Monday, February 26, 2007

FROM THE SUNDAY PAPERS

After a coffee, breakfast, and another coffee on Sunday mornings I usually settle down for a couple of hours with the Sunday Star Times and the Herald on Sunday always read in that order as I find the SST more thoughtful and engaging compared to the more flippertyjibbet style of the HOS.

Here are my favourite pieces from yesterday’s papers:

SUNDAY STAR TIMES:

Rachel Pike, one of the 2006/2007 PricewaterhouseCoopers Dame Malvina Major Emerging Artists programme run by the NBR New Zealand Opera interviewed on “the Sunday grill” when asked to complete the sentence New Zealand needs more……….
added
Straight, attractive, tattooed, single men who would like to date me.


Kim Knight in her review of Liquidity Dining in Lounge
(located at 128 Oxford Street, Christchurch) in describing the dessert had this to say:
“The tirasamu is declared more Caroline Bay than Lake Como………”


Three excerpts from Steve Braunias in his entertaining piece “clouding over”:

I bowled along to numerous literary events during my wanderings around England last year. One night in London, in the penthouse suite of New Zealand House, I attended the launch for
CK Stead’s novel, “My Name Was Judas”. A fat man whose name was Jonathan Hunt greeted everyone at the door; it was very formal – suits and champagne, oysters and a coatroom, Alan Hollinghurst and Roger Donaldson, an amAzing view over the Thames.

See for yourself by banging in Cloud Appreciation Society on Google. And then have a look at all the fantastic photographs of clouds taken in New Zealand. A sunset in Napier by Felix Minde, a jet-stream cirrus in Katikati by Bryan Chudleigh, the famous Nor’West Arch in Canterbury by Peter Rees.

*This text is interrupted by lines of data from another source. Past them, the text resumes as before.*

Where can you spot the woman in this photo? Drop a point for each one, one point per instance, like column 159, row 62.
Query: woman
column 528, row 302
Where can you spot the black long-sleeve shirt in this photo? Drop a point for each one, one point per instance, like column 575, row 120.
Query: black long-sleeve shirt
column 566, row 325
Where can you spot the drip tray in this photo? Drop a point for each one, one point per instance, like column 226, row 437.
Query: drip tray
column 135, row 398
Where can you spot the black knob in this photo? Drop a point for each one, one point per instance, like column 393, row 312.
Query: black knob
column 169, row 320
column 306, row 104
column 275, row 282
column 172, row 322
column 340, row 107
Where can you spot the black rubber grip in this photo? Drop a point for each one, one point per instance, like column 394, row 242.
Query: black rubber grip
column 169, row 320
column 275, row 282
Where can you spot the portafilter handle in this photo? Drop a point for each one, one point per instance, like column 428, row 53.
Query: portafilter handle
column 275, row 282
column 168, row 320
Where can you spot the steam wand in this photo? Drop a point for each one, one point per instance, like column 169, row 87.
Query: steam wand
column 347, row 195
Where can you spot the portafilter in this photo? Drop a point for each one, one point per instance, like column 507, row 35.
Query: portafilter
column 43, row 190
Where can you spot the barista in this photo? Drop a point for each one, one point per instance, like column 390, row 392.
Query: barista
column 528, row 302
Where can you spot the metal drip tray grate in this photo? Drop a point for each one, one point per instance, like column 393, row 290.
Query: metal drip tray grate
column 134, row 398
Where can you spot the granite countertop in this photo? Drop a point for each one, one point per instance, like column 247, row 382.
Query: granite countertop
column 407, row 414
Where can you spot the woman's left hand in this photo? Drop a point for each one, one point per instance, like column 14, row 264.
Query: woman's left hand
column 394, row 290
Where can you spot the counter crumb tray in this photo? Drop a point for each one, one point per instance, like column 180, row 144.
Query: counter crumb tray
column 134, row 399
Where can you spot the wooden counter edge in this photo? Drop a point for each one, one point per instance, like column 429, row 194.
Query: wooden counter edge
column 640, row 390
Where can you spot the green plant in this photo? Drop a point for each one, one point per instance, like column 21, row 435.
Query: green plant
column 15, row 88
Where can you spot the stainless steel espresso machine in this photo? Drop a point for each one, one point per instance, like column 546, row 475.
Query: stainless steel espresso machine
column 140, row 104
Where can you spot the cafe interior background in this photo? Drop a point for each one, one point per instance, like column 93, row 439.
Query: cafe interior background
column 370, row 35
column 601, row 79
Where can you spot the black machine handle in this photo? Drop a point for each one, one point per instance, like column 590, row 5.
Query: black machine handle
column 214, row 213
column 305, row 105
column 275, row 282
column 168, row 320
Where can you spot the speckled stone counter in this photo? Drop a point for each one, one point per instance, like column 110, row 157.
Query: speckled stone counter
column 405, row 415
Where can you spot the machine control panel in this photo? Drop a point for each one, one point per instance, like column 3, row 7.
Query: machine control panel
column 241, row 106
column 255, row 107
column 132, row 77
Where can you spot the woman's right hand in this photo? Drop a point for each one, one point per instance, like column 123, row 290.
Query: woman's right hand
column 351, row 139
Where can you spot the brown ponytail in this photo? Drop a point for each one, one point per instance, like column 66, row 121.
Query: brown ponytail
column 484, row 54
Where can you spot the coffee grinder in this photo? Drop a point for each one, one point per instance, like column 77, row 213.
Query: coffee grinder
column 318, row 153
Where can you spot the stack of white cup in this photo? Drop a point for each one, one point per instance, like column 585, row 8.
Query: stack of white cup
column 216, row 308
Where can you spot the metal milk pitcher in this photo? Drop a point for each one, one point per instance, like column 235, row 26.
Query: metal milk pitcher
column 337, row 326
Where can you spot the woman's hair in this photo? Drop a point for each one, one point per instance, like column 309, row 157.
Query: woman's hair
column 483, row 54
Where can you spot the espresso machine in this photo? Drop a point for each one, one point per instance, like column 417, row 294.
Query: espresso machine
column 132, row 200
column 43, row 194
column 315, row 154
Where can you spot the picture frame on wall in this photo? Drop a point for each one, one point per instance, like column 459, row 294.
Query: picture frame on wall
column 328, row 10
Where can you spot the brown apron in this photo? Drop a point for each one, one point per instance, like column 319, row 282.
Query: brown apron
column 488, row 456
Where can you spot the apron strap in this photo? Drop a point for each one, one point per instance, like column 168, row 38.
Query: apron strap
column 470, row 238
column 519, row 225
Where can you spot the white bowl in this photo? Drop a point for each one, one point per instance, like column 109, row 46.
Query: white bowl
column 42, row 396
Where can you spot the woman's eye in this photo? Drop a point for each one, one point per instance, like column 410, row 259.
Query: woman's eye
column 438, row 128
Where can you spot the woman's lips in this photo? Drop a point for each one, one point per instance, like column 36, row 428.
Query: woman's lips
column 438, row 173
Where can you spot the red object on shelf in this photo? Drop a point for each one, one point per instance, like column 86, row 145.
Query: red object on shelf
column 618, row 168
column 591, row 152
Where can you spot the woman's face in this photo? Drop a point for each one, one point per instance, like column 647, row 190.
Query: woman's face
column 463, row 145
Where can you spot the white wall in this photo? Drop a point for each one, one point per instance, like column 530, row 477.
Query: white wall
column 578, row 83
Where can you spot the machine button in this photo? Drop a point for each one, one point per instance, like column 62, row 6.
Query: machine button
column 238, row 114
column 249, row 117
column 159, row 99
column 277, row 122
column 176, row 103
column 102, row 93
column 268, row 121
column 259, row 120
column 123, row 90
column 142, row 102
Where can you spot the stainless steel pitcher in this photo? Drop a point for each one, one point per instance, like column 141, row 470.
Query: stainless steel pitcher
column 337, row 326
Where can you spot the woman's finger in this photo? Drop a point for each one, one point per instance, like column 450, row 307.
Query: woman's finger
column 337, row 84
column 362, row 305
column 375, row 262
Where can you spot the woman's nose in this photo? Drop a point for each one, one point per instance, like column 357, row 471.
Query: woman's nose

But where are the best clouds at sunrise? Are they in Gisborne, the first to see the sun? Where are the best clouds at sunset? The best cumuls clouds, cirrus clouds, nimbus clouds, and all the rest?
Any keen observers – writers, photographers, artists – of clouds are more than welcome to reply to the e-mail address below, with their evocations of clouds across and over New Zealand. A display would look good in this magazine.
Stephen.b@star-times.co.nz

Finally from the SST just a mention of their commitment to book reviewing amply illustrated yesterday by Iain Sharp’s longish backgrounder and interview with Conn Iggulden, author of The Dangerous Book for Boys (Harper Collins), one of the biggest selling books in NZ this past Christmas, and reviews on three books about the Israel-Palestine problem which originally appeared in the Guardian.



HERALD ON SUNDAY


“Top-end real estate agent Graham Wall said the price of prime New Zealand was ‘about to explode’. Every single piece of coastline and harbourside in NZ is massively undervalued. New Zealand is the only place on earth that is advantaged by the global phenomena that is disadvantaging the rest of the world. Things like pollution and overcrowding means isolation works for us.
He predicted that prime properties in places like the Bay of Islands, Hawkes Bay and Queenstown, and waterfront properties around Auckland were about to enjoy “an explosion in value", simply because NZ’s time has come.


A beaver has been spotted in New York City for the first time in more than 200 years. A North American beaver has been photographed in the Bronx River, a once-filthy waterway that runs through the Bronx Zoo.